Molly tugged on my damp fingers, and asked again,  "Greg, why are there monster's on the building?" Her eyes seemed both accusatory and desperate for affection, but her voice was sleepy, like she was trying to pretend it was all just a dream.

"I don't know," I said.  "It doesn't matter."

It was true.  It didn't matter accept as a symbol in a story that somewhere deep in my mind I was shamefully conscious I would someday write.  Disgusting but unavoidable for the boy I was at 19, a boy who wanted to be important someday, wanted to be important by being "a writer," and didn't see how he could ever be anything else.  

"Write what you know" they say, but I was just an upper middle class white kid, nothing important had ever happened to me.  This was important.  This was life and death.  Most of me lived it but part of me watched from outside.

We went inside and found the elevator, then the waiting room.  I held her left hand while she filled out the forms with her right.  I told her I loved her, trying to say it like a transcendent spiritual truth that could make all the facts of our situation irrelevant and sweep them off somewhere they didn't matter.  

Then a nurse came and took her away.  

It offended me that despite the life and death business conducted behind the wall, the waiting room looked just like any other.  Maybe worse.  Worn out office furniture in generic shades of brown.  Stacks of magazines that looked like they had been procured second hand from some cleaner pricier office where happier people sit and smile about life while they fill out forms and wait.

I glanced around the room, careful to avoid eye contact.  There were two other men, one white one black, both looking sad and dejected, staring into space, thinking of the women in that other room I just like me I figured, wishing there was something they could do.  

I selected a magazine with half its cover missing.  Celebrities at a party.  Celebrities at the beach.  I put the magazine down.

I should be feeling more than this, I thought, and that thought seemed shameful too.

It was still a question about me.  The pathetic existential question that has always gnawed my television generation:  Why can't I just be real?  The question brought more shame.  Why are you asking these questions?  This inner monologue  ...  they are killing your son in there!  They are ripping him out of the girl you love.  Shut up and just feel!  Or don't feel, and just shut up.  

Searching myself for sadness I found again a numb disgust for being outside myself and looking in.  

I thought of praying but an image came to me of Jesus struggling to carry his cross up a hill.  He was being chased by His Father who took the form of the God of old paintings, a long white beard, muscled body, the eyes of a tyrant.
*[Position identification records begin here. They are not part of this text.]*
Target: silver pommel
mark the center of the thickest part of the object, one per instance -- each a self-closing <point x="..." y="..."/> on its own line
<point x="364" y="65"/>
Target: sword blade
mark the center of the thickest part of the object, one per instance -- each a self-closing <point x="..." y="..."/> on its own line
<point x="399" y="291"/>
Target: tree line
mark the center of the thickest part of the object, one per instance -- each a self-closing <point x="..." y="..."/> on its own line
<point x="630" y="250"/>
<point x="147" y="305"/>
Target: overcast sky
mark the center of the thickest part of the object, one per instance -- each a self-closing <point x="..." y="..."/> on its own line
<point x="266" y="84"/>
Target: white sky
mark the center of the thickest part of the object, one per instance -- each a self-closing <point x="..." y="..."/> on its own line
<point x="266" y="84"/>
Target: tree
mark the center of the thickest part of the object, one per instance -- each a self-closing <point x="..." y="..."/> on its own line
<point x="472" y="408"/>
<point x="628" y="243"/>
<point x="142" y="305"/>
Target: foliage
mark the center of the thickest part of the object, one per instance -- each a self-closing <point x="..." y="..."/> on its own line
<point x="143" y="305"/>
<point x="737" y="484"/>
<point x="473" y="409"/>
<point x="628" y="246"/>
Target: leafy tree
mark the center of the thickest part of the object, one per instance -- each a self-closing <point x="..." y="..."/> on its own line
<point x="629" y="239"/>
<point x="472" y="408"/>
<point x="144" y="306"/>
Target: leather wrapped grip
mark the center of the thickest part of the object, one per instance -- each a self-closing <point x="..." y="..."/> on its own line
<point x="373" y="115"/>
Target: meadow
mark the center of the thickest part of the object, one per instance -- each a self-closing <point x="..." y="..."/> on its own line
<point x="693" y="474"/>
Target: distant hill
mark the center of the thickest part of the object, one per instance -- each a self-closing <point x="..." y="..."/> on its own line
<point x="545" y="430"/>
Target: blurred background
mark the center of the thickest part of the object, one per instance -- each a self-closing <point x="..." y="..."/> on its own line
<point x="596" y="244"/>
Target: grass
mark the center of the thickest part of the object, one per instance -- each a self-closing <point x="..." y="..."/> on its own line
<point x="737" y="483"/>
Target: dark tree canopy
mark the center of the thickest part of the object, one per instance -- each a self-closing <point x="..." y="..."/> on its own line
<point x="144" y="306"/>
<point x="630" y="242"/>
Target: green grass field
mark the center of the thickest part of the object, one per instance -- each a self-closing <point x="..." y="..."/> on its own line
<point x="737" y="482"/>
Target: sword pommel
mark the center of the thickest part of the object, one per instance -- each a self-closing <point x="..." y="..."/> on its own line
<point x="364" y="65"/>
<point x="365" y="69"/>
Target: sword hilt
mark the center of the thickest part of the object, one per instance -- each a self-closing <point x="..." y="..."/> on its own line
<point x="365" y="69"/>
God was leading an angry mob, scaring Jesus up the hill to his death, screaming at Him:  "This is what my son was meant for!  You don't have any other choice!"  It was not the sort of image I hoped prayer would inspire.

Finally I arrived at the thought I was avoiding:  Molly crying on a cold table, machines inside her, everything happening too fast.  I had asked if I could go with her and hold her hand.
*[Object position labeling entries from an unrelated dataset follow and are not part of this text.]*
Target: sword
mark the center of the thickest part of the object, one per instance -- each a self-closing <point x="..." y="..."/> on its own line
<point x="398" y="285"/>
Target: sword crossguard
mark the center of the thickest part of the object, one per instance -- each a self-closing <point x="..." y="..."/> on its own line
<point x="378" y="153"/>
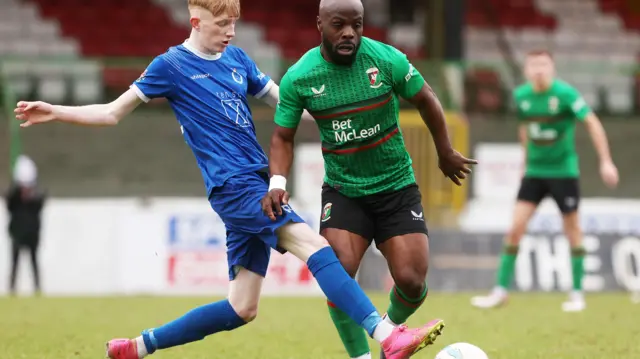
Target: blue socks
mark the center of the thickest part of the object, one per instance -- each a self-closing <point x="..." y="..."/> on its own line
<point x="208" y="319"/>
<point x="193" y="326"/>
<point x="342" y="290"/>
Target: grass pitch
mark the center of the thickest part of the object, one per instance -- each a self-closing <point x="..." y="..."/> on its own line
<point x="532" y="326"/>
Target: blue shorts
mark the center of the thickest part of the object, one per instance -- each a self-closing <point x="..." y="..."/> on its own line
<point x="250" y="233"/>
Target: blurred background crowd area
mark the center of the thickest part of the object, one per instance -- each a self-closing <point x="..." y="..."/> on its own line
<point x="81" y="52"/>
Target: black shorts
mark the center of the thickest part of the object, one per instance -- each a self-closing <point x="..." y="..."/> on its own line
<point x="379" y="216"/>
<point x="564" y="191"/>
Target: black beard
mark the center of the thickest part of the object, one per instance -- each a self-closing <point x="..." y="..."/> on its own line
<point x="337" y="58"/>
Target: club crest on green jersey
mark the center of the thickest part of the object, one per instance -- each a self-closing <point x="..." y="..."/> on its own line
<point x="373" y="77"/>
<point x="553" y="104"/>
<point x="326" y="212"/>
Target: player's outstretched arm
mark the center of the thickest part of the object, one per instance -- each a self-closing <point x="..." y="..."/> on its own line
<point x="289" y="110"/>
<point x="608" y="170"/>
<point x="31" y="113"/>
<point x="451" y="162"/>
<point x="522" y="136"/>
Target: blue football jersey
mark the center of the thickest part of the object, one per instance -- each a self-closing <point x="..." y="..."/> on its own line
<point x="208" y="95"/>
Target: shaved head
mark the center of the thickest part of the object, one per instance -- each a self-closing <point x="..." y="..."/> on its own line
<point x="340" y="22"/>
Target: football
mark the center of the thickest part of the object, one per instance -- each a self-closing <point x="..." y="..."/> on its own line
<point x="461" y="351"/>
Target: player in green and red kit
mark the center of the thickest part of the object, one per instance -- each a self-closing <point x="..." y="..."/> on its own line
<point x="548" y="110"/>
<point x="352" y="87"/>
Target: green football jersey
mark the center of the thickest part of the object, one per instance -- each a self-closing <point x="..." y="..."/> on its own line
<point x="356" y="109"/>
<point x="551" y="118"/>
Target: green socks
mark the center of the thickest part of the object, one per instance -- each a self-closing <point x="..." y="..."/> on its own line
<point x="353" y="337"/>
<point x="577" y="267"/>
<point x="507" y="266"/>
<point x="401" y="306"/>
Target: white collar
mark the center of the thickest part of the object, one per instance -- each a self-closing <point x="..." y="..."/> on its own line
<point x="200" y="54"/>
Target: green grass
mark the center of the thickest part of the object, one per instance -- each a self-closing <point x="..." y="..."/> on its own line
<point x="532" y="326"/>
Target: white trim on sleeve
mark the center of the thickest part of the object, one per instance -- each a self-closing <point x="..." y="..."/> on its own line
<point x="139" y="92"/>
<point x="265" y="89"/>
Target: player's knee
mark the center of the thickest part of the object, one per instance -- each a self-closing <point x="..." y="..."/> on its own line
<point x="572" y="229"/>
<point x="515" y="234"/>
<point x="247" y="311"/>
<point x="350" y="263"/>
<point x="411" y="279"/>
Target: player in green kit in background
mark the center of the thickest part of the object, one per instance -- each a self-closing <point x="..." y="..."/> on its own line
<point x="352" y="87"/>
<point x="549" y="109"/>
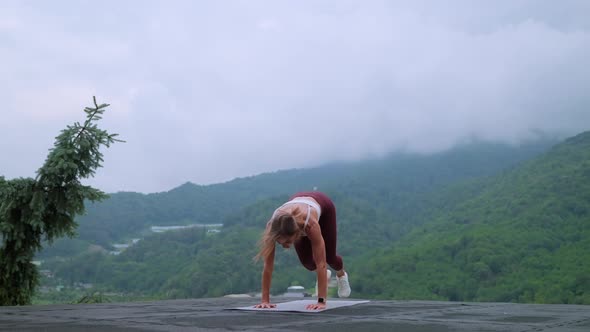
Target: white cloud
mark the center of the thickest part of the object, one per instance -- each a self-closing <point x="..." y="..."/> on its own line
<point x="205" y="92"/>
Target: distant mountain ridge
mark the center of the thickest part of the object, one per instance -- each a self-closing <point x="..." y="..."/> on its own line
<point x="127" y="213"/>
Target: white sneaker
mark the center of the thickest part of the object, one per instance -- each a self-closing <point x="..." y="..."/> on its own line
<point x="343" y="286"/>
<point x="329" y="275"/>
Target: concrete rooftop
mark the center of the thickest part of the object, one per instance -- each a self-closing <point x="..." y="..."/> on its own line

"No," the nurse had said with a touch of scorn, like the question was not just dumb, but an insult to women everywhere.  Why would she let the guilty party make things worse?

A few yards away there were doctors working machines inside the womb of the only girl I had ever loved, taking the life of a child I would never know.  But even if I had wanted to stop them, which I didn't, it was too late now.  
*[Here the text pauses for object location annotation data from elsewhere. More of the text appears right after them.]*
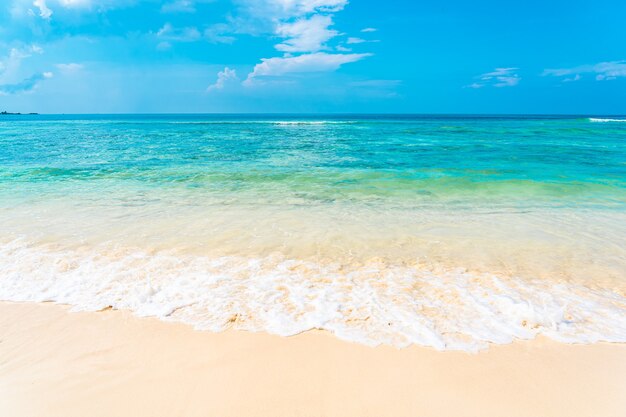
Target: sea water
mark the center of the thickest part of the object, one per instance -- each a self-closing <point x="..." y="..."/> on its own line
<point x="445" y="231"/>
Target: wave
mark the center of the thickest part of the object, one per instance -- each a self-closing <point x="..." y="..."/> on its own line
<point x="600" y="120"/>
<point x="372" y="303"/>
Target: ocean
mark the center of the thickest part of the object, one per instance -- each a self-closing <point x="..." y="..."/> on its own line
<point x="452" y="232"/>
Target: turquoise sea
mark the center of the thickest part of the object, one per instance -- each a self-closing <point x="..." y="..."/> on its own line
<point x="446" y="231"/>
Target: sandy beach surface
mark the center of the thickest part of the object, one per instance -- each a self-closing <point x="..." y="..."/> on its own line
<point x="57" y="363"/>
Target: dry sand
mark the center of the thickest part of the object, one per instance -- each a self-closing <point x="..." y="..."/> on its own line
<point x="55" y="363"/>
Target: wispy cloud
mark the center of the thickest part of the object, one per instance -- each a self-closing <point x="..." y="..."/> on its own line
<point x="179" y="6"/>
<point x="352" y="41"/>
<point x="27" y="84"/>
<point x="185" y="34"/>
<point x="603" y="71"/>
<point x="70" y="68"/>
<point x="223" y="77"/>
<point x="44" y="10"/>
<point x="308" y="63"/>
<point x="500" y="77"/>
<point x="305" y="29"/>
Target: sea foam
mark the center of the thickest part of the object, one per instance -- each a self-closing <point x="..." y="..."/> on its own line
<point x="371" y="303"/>
<point x="600" y="120"/>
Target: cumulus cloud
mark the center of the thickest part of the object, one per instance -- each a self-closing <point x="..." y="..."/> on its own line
<point x="304" y="26"/>
<point x="500" y="77"/>
<point x="306" y="34"/>
<point x="603" y="71"/>
<point x="315" y="62"/>
<point x="223" y="77"/>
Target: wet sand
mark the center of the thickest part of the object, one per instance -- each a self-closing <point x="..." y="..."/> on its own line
<point x="54" y="363"/>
It was the first life and death decision either of us would make, and even though I would try to console her with the idea that we had chosen life, our own lives, our own futures, right or wrong, I knew we had also chosen death for our first child. Death always brings sadness, and despite whatever happiness we might still enjoy in the years to come, this sadness would would linger with us, in some form, forever, unless we came together to conceive another child and raise it.  This is not what Jesus told me.  This is what I told him.  He listened but he didn't seem to care.  He had no time for *******.

Molly appeared in the doorway to the back rooms where I had not been allowed to go with her.  I would have liked to go with her back there.  I would have held her hand, made her know that we were doing it together, that I was equally if not more culpable in this death than her, and if that were not possible, and it probably was not, at least I could have held her hand.            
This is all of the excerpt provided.